Pakistan, Afghanistan clash over peace process
Islamabad: Kabul and Islamabad are again locked in a blame game on the elusive peace and reconciliation process in war-torn Afghanistan, reports Xinhua.
Senior Afghan civilian and military leaders have accused Pakistan of sheltering Afghan Taliban leaders pursuing armed attacks in Afghanistan.
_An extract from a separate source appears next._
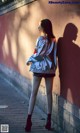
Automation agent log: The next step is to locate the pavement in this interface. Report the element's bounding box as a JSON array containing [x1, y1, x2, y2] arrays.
[[0, 72, 56, 133]]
Pakistan denies the charge and insists it wants peace in Afghanistan.
On Wednesday, Afghan army chief, General Sher Mohammad Karimi, said Pakistan controlled and sheltered Afghan Taliban leaders who continued to unleash its fighters in Afghanistan.
Gen Karimi told the BBC that fighting in Afghanistan could be stopped "in weeks" if Pakistan tells the Taliban to end the insurgency.
Pakistan was quick to reject the allegation, calling it "totally fabricated" and an attempt to malign the country.
Pakistan foreign ministry spokesman Aizaz Ahmed Chaudhry said Islamabad had exercised extreme restraint in the face of what he called "highly provocative language" used by Afghan civil and military officials.
Days earlier, Afghan Deputy Foreign Minister Ershad Ahmadi claimed that Pakistan had advised the Afghan government to share power with the Taliban as part of a peace talks "end game".
"We believe this federalism is a means for the Pakistanis to achieve what they could not achieve through their proxy (Taliban) on the battlefield," Ahmadi said in Kabul.
In Islamabad, Chaudhry dismissed Ahmadi`s claim as baseless and said no such proposal was made to the Afghan authorities.
At a press conference in Kabul with British Prime Minister David Cameron over the weekend, President Hamid Karzai said efforts had been made during the past six months to impose federalism on Afghanistan through the Taliban or by handing over one or two places to the militant group under a power-sharing scheme.
"We have heard rumours from Pakistan as well and have reports that they have made efforts in this respect," Karzai said.
"I do not know what Pakistan`s interest is in it because such a situation in Afghanistan will mostly be unfavourable for Pakistan," he said.
The opening of the Taliban office in Qatar June 18 was also viewed in Kabul as a "conspiracy" involving foreign countries.
In his weekly radio address late last month, Karzai said his government was frustrated with the "conspiracies by foreigners" against Afghanistan through the Qatar office.
Although Pakistan has insisted that its only role was to facilitate the Qatar peace process, Kabul remained unconvinced about this claim, widening the mistrust between the two neighbours.
Karzai also objected to the raising of Taliban`s white flag at its Qatar office and a plaque bearing the words "Islamic Emirate of Afghanistan," which was the name given to the country during the Taliban rule.
He viewed the Taliban office as an embassy and a parallel government-in-exile.
The row over the Taliban flag and the plaque has heightened tensions between Pakistan and Afghanistan and dashed hopes for the success of the peace process.